As we move forward, here are some urgent challenges for the field to consider:

Capital deployment and absorption

Once GGRF grants are announced, it will be a massive undertaking to rapidly and effectively deploy those funds, regardless of which proposals are tapped. Mission-driven developers and lenders have some experience in green building, renovation, and retrofits, which is promising when thinking about the potential for lasting impact. Still, connecting the dots from unprecedented federal funding to measurable community results will require us not only to have a range of financing tools and technical assistance in place, but to have local expertise in place as well. On-the-ground relationships and experience should not be overlooked.

Private capital leverage

Even GGRF-level funding will not, on its own, fully address the climate implications of housing. But it does create an opportunity to activate the private capital markets and bring more social investments into the housing sector. By blending multiple sources of capital and engaging philanthropic supporters, mission-driven investment funds will have the chance to embed decarbonization in long-term housing solutions. At HPN, we have already seen some of this, with institutions like JPMorgan Chase, Wells Fargo and JPB Foundation making grants to support the planning and design work around our Housing Sustainability Fund. Early investor conversations show promise as well.

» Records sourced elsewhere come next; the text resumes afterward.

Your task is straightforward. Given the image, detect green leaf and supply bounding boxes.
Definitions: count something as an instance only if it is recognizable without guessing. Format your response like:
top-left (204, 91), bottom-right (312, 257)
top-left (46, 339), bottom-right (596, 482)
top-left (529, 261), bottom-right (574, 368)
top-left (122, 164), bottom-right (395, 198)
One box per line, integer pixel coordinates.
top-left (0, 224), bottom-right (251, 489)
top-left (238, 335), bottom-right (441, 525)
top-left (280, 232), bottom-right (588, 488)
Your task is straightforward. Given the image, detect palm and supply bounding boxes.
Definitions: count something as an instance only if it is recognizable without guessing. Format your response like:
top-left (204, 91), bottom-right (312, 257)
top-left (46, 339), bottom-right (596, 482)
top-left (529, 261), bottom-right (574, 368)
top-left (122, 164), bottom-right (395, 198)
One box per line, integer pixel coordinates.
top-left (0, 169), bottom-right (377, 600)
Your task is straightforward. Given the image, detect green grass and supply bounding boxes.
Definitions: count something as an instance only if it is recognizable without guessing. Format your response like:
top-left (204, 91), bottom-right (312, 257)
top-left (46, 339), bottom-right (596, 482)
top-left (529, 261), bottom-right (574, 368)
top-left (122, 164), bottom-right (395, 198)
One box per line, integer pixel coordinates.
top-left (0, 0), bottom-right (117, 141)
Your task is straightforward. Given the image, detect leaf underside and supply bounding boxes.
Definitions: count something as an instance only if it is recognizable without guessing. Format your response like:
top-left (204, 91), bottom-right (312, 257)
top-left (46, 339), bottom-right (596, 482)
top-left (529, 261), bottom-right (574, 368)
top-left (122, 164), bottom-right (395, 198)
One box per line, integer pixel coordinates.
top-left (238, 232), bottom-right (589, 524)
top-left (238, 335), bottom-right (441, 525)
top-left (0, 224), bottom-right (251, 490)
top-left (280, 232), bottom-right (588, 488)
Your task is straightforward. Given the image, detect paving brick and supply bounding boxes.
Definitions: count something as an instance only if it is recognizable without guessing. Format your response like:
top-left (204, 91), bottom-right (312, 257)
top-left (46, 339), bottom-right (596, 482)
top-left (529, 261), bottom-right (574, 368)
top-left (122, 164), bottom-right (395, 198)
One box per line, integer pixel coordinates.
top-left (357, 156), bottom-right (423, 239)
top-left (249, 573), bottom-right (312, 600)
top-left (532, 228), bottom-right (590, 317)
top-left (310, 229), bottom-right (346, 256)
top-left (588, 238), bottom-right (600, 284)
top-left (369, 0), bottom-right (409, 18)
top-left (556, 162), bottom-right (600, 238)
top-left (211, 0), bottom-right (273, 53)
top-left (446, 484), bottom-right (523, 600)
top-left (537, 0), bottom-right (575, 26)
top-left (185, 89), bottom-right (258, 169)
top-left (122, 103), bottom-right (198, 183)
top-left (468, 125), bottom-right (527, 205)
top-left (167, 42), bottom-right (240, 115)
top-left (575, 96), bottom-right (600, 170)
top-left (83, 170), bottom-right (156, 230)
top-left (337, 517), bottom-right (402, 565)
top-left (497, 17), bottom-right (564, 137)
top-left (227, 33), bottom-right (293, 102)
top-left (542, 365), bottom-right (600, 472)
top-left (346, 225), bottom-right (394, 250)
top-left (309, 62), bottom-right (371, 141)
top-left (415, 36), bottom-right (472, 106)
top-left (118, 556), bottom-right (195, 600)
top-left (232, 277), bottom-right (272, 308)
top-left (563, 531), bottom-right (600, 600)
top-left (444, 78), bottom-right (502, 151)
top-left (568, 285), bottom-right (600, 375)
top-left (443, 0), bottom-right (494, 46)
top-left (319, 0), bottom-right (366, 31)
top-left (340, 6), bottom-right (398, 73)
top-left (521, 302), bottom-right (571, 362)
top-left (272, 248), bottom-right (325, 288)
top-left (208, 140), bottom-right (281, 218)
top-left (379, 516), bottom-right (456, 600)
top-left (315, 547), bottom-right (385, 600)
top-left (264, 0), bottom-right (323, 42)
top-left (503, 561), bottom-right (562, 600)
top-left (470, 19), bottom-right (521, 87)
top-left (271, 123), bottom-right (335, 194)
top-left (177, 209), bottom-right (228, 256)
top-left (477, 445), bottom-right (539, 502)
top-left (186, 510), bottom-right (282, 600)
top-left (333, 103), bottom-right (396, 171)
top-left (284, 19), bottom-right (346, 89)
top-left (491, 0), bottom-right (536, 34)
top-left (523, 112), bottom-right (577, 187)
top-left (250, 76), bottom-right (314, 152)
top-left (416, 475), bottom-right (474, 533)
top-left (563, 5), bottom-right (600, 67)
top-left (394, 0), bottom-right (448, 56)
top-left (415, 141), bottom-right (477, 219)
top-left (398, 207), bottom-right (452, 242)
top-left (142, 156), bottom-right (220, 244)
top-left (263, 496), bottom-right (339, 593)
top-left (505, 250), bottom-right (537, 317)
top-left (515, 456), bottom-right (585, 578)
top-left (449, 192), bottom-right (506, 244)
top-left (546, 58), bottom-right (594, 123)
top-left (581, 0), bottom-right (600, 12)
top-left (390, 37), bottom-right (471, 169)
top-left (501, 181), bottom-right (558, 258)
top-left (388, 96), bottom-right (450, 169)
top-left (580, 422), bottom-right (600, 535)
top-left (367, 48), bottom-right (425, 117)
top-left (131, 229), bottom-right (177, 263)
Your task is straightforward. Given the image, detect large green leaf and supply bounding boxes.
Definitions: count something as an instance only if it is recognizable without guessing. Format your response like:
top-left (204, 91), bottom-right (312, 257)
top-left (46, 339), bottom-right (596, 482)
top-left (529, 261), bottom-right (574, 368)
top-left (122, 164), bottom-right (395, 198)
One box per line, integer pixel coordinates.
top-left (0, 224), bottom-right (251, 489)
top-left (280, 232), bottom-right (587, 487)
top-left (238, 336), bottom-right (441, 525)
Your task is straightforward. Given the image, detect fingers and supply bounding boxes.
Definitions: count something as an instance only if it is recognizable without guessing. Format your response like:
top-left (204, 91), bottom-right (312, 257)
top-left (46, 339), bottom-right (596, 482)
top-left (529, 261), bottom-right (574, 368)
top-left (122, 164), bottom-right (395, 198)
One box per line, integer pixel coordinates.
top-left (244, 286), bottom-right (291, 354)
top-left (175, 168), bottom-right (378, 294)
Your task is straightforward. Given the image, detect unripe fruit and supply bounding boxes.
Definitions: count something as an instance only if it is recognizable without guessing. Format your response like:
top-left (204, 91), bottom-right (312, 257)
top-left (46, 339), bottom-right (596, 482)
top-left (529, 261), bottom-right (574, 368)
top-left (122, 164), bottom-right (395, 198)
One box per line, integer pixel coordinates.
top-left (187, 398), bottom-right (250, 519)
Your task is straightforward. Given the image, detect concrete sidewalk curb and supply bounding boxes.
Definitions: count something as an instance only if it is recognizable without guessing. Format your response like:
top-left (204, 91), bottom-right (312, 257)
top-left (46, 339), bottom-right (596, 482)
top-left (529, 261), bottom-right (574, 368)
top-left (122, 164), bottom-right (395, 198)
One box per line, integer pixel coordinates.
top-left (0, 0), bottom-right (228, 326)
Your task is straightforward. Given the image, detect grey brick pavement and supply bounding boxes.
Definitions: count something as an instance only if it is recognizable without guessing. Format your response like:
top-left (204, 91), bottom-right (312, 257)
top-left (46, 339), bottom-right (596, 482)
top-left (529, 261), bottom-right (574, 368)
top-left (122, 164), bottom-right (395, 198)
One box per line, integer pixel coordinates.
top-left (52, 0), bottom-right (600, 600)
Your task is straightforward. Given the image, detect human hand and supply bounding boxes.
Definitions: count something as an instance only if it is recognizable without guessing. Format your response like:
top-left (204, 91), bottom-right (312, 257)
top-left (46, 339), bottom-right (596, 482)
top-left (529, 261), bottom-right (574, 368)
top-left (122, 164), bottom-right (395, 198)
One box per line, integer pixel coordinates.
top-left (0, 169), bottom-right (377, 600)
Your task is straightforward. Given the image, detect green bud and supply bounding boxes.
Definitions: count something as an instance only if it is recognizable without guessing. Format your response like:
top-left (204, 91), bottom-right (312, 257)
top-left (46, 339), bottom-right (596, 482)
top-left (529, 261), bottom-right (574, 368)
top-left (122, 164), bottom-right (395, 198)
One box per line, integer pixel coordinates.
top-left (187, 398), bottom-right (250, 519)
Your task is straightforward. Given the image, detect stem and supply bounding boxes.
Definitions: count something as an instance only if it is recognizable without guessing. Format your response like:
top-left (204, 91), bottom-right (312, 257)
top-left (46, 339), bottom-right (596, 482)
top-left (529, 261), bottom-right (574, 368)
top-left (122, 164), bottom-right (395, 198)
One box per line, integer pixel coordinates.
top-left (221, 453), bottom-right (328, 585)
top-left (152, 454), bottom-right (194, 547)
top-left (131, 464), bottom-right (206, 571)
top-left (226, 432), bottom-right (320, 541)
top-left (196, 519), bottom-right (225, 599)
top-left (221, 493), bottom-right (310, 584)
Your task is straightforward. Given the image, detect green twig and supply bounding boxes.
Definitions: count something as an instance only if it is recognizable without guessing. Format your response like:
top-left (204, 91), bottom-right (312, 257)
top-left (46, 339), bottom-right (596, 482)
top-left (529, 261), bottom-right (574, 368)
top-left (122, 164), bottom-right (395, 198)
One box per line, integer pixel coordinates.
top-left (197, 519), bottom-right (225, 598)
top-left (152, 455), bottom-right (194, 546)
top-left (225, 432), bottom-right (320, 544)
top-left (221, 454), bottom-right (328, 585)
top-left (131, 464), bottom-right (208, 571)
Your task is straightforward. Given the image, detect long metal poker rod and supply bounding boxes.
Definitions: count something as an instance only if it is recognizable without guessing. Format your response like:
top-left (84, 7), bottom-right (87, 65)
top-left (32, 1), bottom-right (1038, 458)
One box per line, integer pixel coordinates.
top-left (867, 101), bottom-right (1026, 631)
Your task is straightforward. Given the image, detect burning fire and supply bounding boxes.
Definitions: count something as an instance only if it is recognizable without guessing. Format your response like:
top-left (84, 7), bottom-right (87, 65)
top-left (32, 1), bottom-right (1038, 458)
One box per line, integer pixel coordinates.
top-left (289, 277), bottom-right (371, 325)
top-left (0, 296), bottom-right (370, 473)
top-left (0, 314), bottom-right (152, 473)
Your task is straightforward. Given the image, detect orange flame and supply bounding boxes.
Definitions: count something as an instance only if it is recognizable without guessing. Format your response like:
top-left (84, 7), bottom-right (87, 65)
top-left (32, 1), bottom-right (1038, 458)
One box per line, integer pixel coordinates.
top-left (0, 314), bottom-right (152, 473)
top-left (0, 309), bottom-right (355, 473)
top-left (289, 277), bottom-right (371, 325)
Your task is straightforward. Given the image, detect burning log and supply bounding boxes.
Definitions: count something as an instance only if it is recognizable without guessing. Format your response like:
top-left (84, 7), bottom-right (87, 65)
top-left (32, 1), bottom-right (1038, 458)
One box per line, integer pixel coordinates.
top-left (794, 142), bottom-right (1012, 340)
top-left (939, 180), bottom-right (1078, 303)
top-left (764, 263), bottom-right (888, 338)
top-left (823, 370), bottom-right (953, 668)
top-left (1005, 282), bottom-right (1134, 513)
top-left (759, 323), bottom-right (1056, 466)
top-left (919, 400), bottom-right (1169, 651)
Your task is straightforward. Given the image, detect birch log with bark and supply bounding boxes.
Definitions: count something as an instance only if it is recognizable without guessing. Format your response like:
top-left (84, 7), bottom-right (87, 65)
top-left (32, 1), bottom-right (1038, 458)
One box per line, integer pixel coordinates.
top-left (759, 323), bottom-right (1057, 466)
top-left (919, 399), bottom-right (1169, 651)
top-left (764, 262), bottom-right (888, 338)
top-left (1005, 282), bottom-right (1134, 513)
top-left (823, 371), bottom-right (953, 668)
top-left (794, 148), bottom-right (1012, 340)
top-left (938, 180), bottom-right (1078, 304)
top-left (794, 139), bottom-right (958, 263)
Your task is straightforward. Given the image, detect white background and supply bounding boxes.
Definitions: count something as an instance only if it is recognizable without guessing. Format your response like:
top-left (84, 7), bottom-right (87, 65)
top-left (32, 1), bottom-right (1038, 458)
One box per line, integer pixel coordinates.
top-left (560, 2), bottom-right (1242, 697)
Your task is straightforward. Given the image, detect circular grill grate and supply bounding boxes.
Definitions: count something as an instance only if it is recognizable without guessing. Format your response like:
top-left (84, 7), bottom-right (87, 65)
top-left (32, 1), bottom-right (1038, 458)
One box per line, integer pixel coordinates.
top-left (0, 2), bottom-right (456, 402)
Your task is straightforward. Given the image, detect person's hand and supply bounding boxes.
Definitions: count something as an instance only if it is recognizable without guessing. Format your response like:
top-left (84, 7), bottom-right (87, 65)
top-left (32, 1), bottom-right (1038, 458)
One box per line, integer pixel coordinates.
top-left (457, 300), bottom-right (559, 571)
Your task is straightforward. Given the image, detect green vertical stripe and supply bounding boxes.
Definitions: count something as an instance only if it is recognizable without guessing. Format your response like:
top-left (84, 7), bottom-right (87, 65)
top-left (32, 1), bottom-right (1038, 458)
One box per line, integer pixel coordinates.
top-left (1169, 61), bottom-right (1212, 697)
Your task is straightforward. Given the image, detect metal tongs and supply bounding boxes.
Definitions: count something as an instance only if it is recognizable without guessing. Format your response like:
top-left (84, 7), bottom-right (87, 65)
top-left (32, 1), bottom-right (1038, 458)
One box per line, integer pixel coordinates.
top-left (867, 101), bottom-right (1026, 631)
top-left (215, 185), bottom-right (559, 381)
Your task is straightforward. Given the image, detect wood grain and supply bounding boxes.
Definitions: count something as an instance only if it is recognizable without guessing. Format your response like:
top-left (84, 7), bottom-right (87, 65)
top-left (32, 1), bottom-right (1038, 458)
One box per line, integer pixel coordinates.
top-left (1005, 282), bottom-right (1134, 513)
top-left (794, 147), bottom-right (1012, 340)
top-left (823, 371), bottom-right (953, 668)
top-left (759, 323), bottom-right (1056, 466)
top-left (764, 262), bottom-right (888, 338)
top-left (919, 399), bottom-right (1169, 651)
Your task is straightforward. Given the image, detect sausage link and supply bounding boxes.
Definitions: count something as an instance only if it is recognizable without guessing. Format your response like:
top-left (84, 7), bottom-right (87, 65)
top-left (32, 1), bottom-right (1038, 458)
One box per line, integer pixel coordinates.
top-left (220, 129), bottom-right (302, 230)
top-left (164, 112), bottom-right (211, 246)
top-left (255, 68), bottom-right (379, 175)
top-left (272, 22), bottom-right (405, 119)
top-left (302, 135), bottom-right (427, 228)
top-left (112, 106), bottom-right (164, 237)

Changing the investment narrative

GGRF is a once-in-a-generation opportunity to positively impact people and the planet. In the process, it is also a chance to flip assumptions about investing in “disadvantaged” communities. Too many conventional investors look at affordable housing as a high-risk sector (it’s not). They might think of green features as expensive bells and whistles that can be cut to manage development costs (they aren’t). And they may view high-poverty communities as incompatible with sound investment practices (no again).

The truth is that affordable housing is a high-performing asset class, with fewer losses and defaults on average than market-rate commercial real estate. Green features make housing developments more sustainable, healthier, cost-efficient, and affordable for residents. This helps communities preserve the housing they have while building more. And investments in low-income communities—especially when done with partners who understand this work—have a decades-long track record of delivering on financial and impact objectives, benefiting both residents and investors.

While decarbonization is not a panacea for the nation’s housing woes, it will improve the health and sustainability of our communities, create green jobs, and fuel environmental gains that would not otherwise be possible. In places long denied equity and opportunity, it is an imperative. The dignity and well-being of millions of people depend on it.